Though this is the case, many seniors still die in hospitals, undergoing treatments with very small percentages of success.
“Physicians are trained to see death as failure,” said Cowan.
And while this is not necessarily a bad thing, last-ditch attempts to prolong life are often more painful than they are effective.
“If you can control the symptoms of physical suffering, the patient will live more fully,” said Cowan.
This is one of the goals of hospice care, which is dedicated to providing holistic care to those with very little time to live. And while studies show that those in hospice live longer than others with similar prognoses, the lingering association of hospice care with “giving up” is a barrier to many.
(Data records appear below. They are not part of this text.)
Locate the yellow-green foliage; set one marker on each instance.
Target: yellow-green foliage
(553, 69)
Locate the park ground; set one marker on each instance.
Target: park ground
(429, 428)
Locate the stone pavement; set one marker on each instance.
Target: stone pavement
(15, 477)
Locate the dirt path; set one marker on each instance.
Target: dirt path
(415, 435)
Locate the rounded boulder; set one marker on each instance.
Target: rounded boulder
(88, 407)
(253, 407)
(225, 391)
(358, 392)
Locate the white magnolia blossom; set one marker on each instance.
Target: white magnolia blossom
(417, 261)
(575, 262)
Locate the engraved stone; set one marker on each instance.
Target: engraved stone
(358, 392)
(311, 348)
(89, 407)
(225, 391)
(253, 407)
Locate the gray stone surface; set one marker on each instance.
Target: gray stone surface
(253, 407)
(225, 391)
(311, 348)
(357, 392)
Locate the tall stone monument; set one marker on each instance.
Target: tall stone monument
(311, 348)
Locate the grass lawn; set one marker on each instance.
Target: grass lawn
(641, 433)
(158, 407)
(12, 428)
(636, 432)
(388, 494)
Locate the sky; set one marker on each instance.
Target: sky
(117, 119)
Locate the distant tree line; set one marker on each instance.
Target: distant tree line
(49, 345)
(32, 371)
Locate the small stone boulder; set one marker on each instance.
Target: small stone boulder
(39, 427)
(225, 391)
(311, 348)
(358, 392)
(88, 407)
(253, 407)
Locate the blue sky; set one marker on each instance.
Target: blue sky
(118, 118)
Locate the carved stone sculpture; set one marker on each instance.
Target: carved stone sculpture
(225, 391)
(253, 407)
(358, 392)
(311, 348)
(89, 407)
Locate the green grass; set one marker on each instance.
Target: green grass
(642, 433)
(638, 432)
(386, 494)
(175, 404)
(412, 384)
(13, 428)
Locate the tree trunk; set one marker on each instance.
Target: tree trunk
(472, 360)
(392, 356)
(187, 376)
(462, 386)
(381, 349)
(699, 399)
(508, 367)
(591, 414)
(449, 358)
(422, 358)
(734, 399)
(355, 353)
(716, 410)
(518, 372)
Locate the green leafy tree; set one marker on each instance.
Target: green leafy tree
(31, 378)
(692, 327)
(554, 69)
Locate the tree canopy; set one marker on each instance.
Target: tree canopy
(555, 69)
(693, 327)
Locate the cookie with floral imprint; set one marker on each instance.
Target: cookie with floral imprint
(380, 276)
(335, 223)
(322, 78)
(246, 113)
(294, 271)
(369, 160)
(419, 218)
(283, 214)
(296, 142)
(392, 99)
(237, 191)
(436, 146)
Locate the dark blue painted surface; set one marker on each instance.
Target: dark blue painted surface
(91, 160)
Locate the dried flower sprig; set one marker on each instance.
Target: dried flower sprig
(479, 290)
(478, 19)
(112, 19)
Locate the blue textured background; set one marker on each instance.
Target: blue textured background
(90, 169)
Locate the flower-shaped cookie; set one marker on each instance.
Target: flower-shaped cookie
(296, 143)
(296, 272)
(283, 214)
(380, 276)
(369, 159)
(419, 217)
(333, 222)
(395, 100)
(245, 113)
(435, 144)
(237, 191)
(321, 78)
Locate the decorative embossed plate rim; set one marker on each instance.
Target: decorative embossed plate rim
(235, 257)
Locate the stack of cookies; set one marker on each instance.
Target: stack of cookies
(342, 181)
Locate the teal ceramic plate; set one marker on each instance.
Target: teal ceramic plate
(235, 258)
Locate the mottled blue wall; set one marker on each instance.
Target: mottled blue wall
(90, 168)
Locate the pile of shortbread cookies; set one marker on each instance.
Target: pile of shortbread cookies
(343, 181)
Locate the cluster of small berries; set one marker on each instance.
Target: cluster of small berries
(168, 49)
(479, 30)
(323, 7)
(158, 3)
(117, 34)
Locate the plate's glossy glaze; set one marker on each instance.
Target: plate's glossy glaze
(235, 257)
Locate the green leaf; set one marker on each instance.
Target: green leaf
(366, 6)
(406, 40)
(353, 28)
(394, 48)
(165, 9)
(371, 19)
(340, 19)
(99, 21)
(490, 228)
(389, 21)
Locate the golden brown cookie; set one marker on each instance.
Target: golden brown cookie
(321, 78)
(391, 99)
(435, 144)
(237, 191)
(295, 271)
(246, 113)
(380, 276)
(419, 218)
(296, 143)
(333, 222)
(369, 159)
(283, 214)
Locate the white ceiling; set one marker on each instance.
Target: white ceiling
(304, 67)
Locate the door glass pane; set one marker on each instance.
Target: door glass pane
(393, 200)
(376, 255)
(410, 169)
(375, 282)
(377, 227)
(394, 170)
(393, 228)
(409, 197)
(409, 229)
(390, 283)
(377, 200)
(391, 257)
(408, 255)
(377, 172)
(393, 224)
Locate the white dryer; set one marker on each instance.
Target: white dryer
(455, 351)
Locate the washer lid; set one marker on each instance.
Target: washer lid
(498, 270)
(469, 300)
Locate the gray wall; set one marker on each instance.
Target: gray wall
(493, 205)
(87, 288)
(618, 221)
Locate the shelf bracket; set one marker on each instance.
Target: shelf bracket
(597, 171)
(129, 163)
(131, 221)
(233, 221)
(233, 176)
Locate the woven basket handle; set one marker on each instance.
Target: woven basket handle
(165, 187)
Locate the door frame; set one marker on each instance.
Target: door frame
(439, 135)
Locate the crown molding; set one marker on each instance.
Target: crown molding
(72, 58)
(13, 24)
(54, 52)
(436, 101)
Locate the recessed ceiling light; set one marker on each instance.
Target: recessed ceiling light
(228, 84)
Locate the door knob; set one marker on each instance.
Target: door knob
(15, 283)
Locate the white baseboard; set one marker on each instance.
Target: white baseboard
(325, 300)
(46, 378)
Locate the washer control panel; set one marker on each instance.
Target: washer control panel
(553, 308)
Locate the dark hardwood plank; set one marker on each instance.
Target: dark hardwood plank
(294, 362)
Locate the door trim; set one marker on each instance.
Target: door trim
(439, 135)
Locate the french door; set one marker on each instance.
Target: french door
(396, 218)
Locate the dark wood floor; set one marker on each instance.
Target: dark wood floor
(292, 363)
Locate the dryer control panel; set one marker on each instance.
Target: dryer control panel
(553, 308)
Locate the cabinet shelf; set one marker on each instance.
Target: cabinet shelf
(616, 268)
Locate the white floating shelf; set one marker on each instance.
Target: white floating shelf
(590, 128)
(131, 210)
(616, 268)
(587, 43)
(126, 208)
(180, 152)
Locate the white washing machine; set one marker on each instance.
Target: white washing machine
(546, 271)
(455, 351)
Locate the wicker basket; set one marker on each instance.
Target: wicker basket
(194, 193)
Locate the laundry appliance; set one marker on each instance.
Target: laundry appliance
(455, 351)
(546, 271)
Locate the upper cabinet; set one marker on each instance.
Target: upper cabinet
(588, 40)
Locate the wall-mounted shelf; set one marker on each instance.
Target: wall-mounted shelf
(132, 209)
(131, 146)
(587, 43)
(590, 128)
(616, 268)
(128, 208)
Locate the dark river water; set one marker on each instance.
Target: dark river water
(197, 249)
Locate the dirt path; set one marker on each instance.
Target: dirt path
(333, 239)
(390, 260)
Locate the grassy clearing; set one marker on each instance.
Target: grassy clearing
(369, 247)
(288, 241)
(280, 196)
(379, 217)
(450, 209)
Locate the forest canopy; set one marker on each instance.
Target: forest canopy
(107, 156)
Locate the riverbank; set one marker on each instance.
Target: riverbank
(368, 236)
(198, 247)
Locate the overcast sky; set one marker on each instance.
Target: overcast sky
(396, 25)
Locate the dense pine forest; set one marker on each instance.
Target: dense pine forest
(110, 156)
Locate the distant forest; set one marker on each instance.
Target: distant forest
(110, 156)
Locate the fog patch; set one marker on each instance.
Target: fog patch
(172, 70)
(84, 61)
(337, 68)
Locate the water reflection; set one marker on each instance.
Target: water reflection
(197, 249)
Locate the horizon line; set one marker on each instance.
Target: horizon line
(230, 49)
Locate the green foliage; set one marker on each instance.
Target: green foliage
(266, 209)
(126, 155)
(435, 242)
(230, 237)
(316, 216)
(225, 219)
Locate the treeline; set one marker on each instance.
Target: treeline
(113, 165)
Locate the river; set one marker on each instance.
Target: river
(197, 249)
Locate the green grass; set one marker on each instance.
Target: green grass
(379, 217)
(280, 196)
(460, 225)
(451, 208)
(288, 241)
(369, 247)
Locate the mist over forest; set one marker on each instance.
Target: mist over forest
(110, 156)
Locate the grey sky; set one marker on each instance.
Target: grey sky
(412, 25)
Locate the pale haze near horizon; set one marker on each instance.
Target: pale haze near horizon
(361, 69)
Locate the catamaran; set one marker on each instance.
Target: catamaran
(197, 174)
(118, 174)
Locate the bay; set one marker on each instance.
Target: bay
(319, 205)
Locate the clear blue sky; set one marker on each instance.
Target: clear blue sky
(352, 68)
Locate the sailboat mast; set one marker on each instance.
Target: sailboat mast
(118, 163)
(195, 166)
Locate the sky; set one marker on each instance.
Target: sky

“Hospice in this country is greatly underutilized,” she said. “The median range of stay in hospice is about 21 days.”
Part of this problem, said Cowan, is the current structure of the country’s health care system. Though Medicare covers hospice care, it requires that a person must agree to discontinue all cure-oriented treatments, and it requires that a doctor estimate that the patient has less than six months to live.
In this spectrum, palliative care can provide a necessary bridge for ailing patients who do not yet qualify for hospice care — a way to aid patients and their families — not only medically, but also psychologically and spiritually.
HEALTH CARE REFORM
In recent months, palliative care specialists have been closely following federal health care reform discussions. The Independence at Home Act would have created medical teams to provide home care under the purview of Medicaid, echoing the structure and purpose of Porter and Barnard’s practice. And while that act did not make it into the final health care reform law, according to Barnard the new laws do include the beginning structure on which to build this type of care system.
And as the country moves toward further reform to aid its struggling health care systems, Cowan hopes to see some of the tenets of palliative care extent beyond care for chronically ill patients.
“I see many benefits of using palliative care as a model for remodeling the health care system,” she said. “Patients are treated in a humanistic fashion.”
In that respect, she said, care becomes not only focused on intervention, but also on prevention and palliation.
“We want not just a medical system, but a health care system,” said Cowan. “One that looks at the whole person.
Brookes Cowan will speak at the Hospice Volunteer Services annual meeting on Wednesday, April 7. The meeting will run from 6:30 to 8:30 p.m. at Counseling Service of Addison County on Exchange Street in Middlebury.